É tão velho quanto a própria humanidade; mas cada vez que o mal mostra a sua cara, faz passar um frio pela espinha. A chacina da Baixada derruba a ideia de um país que quer entrar na modernidade, e tem fama de pacífico. De onde vem tanta crueldade?
Uma teoria que já passou por muitas formulações é a de que o mal vem de condições sociais desfavoráveis. O patriarca dessa corrente é Rousseau, com sua famosa frase: “O homem é bom, a sociedade é que o corrompe.” Dessa ideia se fartaram todos os utopistas sociais, começando com a Revolução Francesa.
É claro que injustiça provoca violência já dizia São Tomás de Aquino. Mas o que se chamou de “socialismo científico” esgotou o seu prazo de validade sem que a natureza humana desse o menor sinal de estar transformada. E o pós-utopia, em países como a Rússia, mostrou, se isso é possível, uma exacerbação de sentimentos antissociais.
Como diria o povo, o orifício é mais embaixo. A Bíblia, que não trabalha com utopias, mostra logo no seu primeiro livro o assassinato de Abel por seu irmão Caim e nem se dá ao trabalho de explicar a origem desse ato de violência. É como se dissesse: “As coisas são assim.” Grandes figuras da humanidade, que também olhavam as coisas de frente um Goethe, um Dostoievsky, disseram que podiam sentir dentro deles, em certos momentos, os impulsos (ou tentações) de que são feitos os criminosos.
A violência contra seres humanos, em tempos antigos, era parte do dia a dia. É verdade que havia, em certas cabeças, uma ideia de “humanidade”. Ela está presente, por exemplo, na filosofia de Confúcio. Mas isso parecia, naquela época, pouco mais que uma ideia. Mesmo hoje, o Oriente ainda não absorveu uma ideia de direitos humanos parecida com a nossa (e talvez por isso certas coisas possam ser feitas na China que, entre nós, seriam repudiadas).
Quem começou a falar em direitos humanos foram os cristãos uma pequena seita que, nascendo na Palestina, pouco a pouco foi conquistando o que se chamava, na época, de “mundo civilizado”. Para o cristianismo, há uma parcela do divino em cada ser humano e isso lhe dá uma dignidade intrínseca, independentemente de onde ele esteja situado na escala social.
Se assim é, por que algumas pessoas (cristãs, inclusive) podem se comportar tão mal? Respondem todos os mestres espirituais da humanidade: porque o ser humano é uma mistura absolutamente improvável de matéria e espírito; de instintos fortíssimos e de refinamentos intelectuais e psicológicos. Os animais também têm instintos poderosíssimos, mas não parecem capazes de maldade. A maldade seria uma espécie de inversão do bem, de irritada negação do bem.

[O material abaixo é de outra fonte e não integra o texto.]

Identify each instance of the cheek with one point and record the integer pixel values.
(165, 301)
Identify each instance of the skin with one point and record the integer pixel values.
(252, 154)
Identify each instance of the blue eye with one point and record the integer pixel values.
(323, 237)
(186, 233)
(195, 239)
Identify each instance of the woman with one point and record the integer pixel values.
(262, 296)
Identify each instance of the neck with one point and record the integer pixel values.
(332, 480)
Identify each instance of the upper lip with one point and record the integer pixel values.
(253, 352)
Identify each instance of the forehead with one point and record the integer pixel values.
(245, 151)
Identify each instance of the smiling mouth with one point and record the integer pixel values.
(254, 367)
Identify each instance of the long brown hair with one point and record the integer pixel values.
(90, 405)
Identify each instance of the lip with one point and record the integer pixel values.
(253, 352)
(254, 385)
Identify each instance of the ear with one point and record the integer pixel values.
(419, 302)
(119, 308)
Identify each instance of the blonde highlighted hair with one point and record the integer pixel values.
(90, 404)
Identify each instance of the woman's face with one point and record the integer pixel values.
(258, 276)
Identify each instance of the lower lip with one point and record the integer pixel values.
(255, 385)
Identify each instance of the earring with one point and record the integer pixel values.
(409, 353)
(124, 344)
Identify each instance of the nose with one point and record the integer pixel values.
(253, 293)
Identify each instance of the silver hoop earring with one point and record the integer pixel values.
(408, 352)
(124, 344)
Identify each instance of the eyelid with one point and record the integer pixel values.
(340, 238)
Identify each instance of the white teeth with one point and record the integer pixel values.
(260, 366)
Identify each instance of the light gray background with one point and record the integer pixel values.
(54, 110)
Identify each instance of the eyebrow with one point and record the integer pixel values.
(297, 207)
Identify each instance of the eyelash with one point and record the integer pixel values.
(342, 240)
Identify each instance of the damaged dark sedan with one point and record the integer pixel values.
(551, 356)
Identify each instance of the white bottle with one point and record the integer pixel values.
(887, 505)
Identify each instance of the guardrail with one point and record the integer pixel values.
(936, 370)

Este é o nosso coquetel. Podemos oscilar entre o máximo de bondade e o máximo de maldade. Goethe (sempre Goethe) retratou esse drama no seu “Fausto”, onde Mefistófeles é o espírito de negação. Alguém que visitou Goethe em sua alta maturidade comentou: “Um de seus olhos vazava sabedoria; o outro parecia o olhar de um demônio.” Goethe equilibrou esses dois lados com um férreo autodomínio, ou com as compensações trazidas pela arte. Já o mistério cristão vai além de considerações racionais. Ninguém precisa ser Goethe para entender um Evangelho. Mas a história do Cristo não é um enredo de novela, não tem explicações fáceis; e, depois de dois mil anos, continua a desafiar o Ocidente.
Tudo se passa em cenas muito fortes começando com as imagens que fascinaram os pintores (por exemplo, a Virgem com o menino) e terminando com a cruz, que já não é uma possibilidade poética.
Cristo era bom ou não teria atraído multidões. Fazia curas o que outros mestres religiosos também faziam. Mas o máximo do drama é o que se conta na Semana Santa.
Por que ele tinha de morrer, e de morte tão cruel? A liturgia católica repete: “Cordeiro de Deus, que tiras os pecados do mundo...” O cordeiro remete aos sacrifícios do Antigo Testamento; mas o cordeiro, segundo a doutrina cristã, desta vez é o próprio Deus, que se deixa morrer enquanto homem, entre sofrimentos indizíveis, como uma espécie de contrapeso à maldade do mundo. Impedir a maldade seria retirar ao ser humano a sua liberdade, a sua capacidade de escolha. Mas um sacrifício (como nos velhos tempos) é oferecido como compensação. Não para aplacar a cólera de um Deus vingativo (como sugere uma teologia superficial), mas para dizer que Deus está conosco mesmo em nossos piores momentos. E é capaz de dizer ao ladrão crucificado ao seu lado: “Hoje mesmo estarás comigo no paraíso.”